Hisashi Imai (今井 寿, Imai Hisashi) is a Japanese musician, singer and songwriter. He is best known as the lead guitarist of the rock band Buck-Tick since 1983. Following the October 2023 death of vocalist Atsushi Sakurai, Imai began sharing lead vocal duties in the band with fellow guitarist Hidehiko Hoshino. He has also performed in side-projects such as the duo Schaft with Soft Ballet member Maki Fujii, the supergroup Schwein, and the rock trio Lucy. Imai is known for his visual aesthetics, and Buck-Tick are commonly credited as one of the founders of the visual kei movement.

==Early life==
When Imai was in elementary school, his uncle gave him an acoustic guitar and tried to teach him how to play it. Despite being right-handed, Imai said it just felt natural for him to play the instrument left-handed. Regardless, he was not interested in guitar at the time and ended up ignoring it. But when he decided to start a band in high school, he was conscious that choosing the wrong handedness would cause problems, and ultimately went with left-handed. The first song he ever played was "Romantist" by The Stalin.

In addition to his music, Imai is also known for his visual aesthetics.
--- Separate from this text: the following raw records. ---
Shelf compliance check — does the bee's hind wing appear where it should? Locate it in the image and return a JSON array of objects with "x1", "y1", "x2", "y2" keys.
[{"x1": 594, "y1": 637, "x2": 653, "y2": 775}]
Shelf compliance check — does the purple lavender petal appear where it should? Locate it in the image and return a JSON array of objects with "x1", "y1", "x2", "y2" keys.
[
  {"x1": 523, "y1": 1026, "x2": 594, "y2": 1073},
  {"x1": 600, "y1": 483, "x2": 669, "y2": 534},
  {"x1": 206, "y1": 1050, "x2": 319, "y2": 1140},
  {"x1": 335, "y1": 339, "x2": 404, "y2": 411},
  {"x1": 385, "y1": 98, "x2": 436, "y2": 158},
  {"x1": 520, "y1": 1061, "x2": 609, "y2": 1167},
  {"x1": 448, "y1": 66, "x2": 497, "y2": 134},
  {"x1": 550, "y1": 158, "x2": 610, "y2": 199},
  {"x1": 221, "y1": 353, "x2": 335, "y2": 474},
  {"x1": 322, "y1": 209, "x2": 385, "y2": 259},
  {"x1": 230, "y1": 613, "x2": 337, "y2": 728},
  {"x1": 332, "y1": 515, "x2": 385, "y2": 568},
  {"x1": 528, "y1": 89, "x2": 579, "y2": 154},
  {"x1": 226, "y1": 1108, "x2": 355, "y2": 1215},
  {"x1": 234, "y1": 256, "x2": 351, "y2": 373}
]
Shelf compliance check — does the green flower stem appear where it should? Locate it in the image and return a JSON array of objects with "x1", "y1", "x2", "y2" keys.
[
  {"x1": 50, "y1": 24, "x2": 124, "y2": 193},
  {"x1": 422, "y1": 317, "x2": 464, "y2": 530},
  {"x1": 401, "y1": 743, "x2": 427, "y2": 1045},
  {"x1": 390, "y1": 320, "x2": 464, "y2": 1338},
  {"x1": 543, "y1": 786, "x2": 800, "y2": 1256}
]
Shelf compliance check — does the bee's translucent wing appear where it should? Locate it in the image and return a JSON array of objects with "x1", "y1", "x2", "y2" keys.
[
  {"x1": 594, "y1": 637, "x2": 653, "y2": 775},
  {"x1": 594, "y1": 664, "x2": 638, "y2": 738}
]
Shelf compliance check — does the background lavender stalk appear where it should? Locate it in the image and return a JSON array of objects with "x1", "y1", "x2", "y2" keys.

When he and his friend Araki, Buck-Tick's original singer, graduated high school in 1984, they moved to Tokyo together, where Imai entered design school. He has cited Akira Uno, Tadanori Yokoo, Salvador Dalí, Giorgio de Chirico, Hirohiko Araki and Tsutomu Nihei as artistic influences.

==Career==
Imai has been the guitarist and main composer of Buck-Tick since 1983. He was also the main lyricist on their first two studio albums, Hurry Up Mode and Sexual XXXXX!, both released in 1987. The following year, their single "Just One More Kiss" marked their breakthrough when it reached number six on the Oricon Singles Chart. In January 1989, their fourth studio album Taboo reached number one. However, Imai was arrested for LSD possession that April, and the band briefly halted activities. The guitarist was given a suspended sentence, and the band's agency was flooded with fan letters pleading for them not to disband. That autumn, they entered the studio to record their fifth studio album Aku no Hana. When released in February 1990, it reached number one and became their best-selling album to date. Buck-Tick continued their success for more than 30 years, as nearly all of their subsequent albums have reached the top ten on the Oricon chart. This includes 2023's Izora, their twenty-third studio album and last with Atsushi Sakurai on vocals.

Imai formed the duo Schaft with Maki Fujii of Soft Ballet in 1991. They released the album Switchblade in 1994 and were sporadically active until 1999. They reunited in 2015, and released their second album Ultra in 2016.

In 2001, Imai and Sakurai teamed up with English and German industrial musicians Raymond Watts and Sascha Konietzko to form the supergroup Schwein. They released one studio album, Schweinstein, one remix album, Son of Schweinstein, and held a Japanese tour, all before dissolving within the year.

In 2004, Imai formed the rock trio Lucy with guitarist and vocalist Kiyoshi (Spread Beaver, Machine) and drummer Katsushige Okazaki (Age of Punk). They derived their name from Lucy Monostone, a character in the manga series MPD Psycho. Both Imai and Kiyoshi provide guitar and vocals, and write music and lyrics for the group. They released two albums; Rockarollica and Rockarollica II, three DVDs; Lucy Show - Shout, Speed, Shake Your Rockarollica, Lucy Show 002 Live at Unit and Lucy Show 002 Live at Studio Coast, and one single; "Bullets -Shooting Super Star-". After having been inactive since November 2008, Lucy resumed activities in 2026, and released the album Rockarollica III on April 23.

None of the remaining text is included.